Labor shortages in healthcare have become a structural feature of the American system. 24-Hour Medical Staffing Services addresses that shortage by placing temporary and permanent nursing and allied health professionals with facilities across the country. The company operates in a market where demand consistently exceeds supply and where placement speed directly affects patient outcomes. Brightwood's backing has supported operational infrastructure and geographic reach.

4. USA DeBusk

USA DeBusk provides mechanical and industrial cleaning services to refineries, petrochemical plants and large-scale energy infrastructure. This work is technical and non-discretionary: industrial facilities must maintain safety and environmental compliance regardless of commodity prices. The investment illustrates Selassie's preference for service businesses that support major infrastructure without taking direct exposure to commodity price volatility. The company serves clients across the US Gulf Coast energy corridor.
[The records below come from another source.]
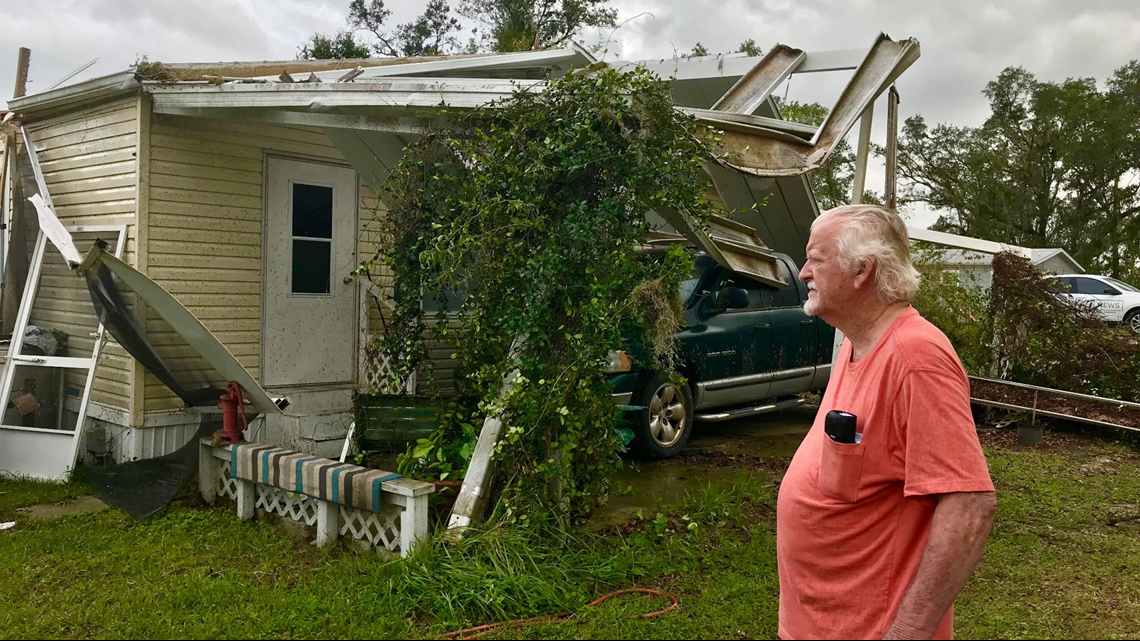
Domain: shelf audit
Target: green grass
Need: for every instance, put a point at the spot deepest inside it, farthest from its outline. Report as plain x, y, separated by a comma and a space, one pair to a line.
1056, 567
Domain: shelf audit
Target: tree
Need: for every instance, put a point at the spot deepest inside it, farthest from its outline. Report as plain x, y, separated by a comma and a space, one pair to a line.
430, 34
536, 209
832, 181
1055, 164
698, 51
521, 25
342, 45
750, 48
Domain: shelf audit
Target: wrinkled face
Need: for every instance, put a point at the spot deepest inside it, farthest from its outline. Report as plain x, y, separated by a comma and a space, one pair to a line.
829, 286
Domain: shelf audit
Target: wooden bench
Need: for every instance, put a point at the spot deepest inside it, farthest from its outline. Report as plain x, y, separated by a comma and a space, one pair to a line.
332, 485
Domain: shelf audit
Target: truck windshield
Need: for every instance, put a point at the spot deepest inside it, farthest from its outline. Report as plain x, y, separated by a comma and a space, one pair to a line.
689, 286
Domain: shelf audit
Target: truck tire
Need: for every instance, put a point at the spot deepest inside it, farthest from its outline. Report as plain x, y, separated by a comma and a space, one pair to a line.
662, 428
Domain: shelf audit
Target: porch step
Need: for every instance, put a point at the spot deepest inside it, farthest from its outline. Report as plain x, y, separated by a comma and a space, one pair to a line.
750, 411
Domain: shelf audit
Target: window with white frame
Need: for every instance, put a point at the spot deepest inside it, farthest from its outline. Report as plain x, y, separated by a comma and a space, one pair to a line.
312, 240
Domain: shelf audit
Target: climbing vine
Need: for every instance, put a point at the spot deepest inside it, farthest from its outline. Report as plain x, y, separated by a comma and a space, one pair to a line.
535, 209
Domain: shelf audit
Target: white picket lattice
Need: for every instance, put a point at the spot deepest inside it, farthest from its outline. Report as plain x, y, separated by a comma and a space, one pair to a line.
381, 528
398, 528
379, 375
224, 485
296, 506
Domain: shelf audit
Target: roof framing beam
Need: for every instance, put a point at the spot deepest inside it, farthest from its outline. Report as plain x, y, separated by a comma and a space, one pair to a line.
359, 122
405, 92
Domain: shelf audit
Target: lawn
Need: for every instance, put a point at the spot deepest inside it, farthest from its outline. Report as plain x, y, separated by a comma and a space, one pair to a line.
1063, 562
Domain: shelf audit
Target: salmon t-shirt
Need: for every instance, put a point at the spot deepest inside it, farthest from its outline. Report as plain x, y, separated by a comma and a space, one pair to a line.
853, 520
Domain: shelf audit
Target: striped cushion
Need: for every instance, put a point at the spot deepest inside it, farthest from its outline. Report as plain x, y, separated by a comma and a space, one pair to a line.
312, 476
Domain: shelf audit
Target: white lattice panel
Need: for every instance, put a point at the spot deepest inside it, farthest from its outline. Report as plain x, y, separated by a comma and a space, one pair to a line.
291, 505
224, 485
379, 375
382, 529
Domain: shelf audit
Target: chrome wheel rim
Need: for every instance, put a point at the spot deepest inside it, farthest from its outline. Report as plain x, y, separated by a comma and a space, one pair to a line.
667, 415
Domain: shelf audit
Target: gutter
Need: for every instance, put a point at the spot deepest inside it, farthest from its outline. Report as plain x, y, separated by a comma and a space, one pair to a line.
98, 89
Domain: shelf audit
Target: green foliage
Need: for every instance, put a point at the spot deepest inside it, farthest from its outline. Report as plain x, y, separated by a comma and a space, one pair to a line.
521, 25
698, 51
750, 48
342, 45
536, 208
832, 181
430, 34
1052, 341
960, 310
1022, 331
1052, 165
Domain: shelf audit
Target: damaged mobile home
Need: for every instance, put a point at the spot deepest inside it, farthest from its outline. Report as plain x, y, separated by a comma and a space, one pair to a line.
214, 214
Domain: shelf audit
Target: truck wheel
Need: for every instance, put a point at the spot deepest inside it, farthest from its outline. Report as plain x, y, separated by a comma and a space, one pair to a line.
1132, 321
661, 430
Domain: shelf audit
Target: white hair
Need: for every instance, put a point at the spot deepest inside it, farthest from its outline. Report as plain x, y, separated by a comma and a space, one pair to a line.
876, 233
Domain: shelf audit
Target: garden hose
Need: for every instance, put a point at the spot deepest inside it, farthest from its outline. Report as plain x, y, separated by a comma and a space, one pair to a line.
485, 630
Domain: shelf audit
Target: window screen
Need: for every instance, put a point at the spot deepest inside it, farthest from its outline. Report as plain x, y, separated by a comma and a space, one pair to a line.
312, 238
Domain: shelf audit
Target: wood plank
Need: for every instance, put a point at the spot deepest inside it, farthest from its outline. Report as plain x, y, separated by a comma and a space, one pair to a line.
197, 235
159, 193
204, 172
195, 210
88, 136
97, 196
173, 144
216, 184
196, 159
192, 261
206, 226
105, 167
64, 184
115, 212
178, 287
86, 148
198, 139
169, 274
92, 160
204, 249
208, 315
95, 112
247, 130
47, 131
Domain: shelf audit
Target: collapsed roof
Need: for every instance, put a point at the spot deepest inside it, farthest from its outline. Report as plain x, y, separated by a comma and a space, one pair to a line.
371, 108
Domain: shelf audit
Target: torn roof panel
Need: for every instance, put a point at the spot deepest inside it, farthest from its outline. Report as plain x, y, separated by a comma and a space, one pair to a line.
535, 65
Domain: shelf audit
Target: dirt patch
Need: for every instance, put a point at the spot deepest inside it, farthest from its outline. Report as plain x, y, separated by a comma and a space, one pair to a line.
1106, 411
694, 459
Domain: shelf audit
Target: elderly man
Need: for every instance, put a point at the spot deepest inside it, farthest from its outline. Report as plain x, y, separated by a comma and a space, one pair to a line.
877, 537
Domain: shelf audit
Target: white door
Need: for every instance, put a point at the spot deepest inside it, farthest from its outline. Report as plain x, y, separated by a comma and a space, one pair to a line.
309, 313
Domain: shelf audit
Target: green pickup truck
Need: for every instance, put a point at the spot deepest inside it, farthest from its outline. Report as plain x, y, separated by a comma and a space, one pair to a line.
747, 348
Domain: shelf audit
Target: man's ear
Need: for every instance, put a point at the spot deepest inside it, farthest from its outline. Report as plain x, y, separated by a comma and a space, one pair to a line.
865, 273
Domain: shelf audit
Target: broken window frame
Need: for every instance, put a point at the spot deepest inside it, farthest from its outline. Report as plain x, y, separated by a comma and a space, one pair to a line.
17, 359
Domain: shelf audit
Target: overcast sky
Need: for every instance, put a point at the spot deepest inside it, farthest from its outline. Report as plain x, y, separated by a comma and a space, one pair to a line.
965, 42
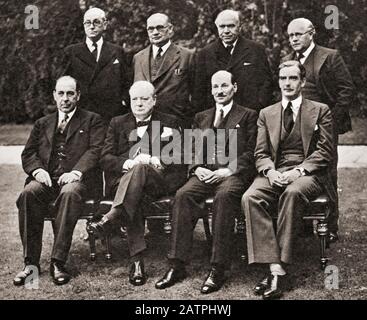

Technology and business services

5. The SI Group

The SI Group manufactures performance additives and chemical intermediates used across pharmaceuticals, plastics, rubber and oilfield services. A component manufacturer embedded in the supply chains of larger industrial producers, it holds an essential position without taking commodity pricing risk directly. Brightwood's capital supported manufacturing refinements and international expansion for the firm.

6. Spectrio

Spectrio operates in the customer engagement technology space, providing digital signage, on-hold messaging and in-store audio solutions to businesses across retail, hospitality and corporate environments. As companies have accelerated the digitization of physical customer experience, Spectrio grew from a niche provider into a broader platform. Brightwood's support funded that transition, and the investment sits squarely within the firm's technology and business services vertical.

7. Alcority

Alcority is a shared services platform that centralizes back-office functions including human resources, information technology and accounting across a portfolio of mid-sized businesses. The model gives smaller companies access to institutional-grade operational infrastructure at a fraction of the cost of building it independently. As a support platform, Alcority represents the operational scaffolding that makes Brightwood's other portfolio companies more efficient and scalable over time.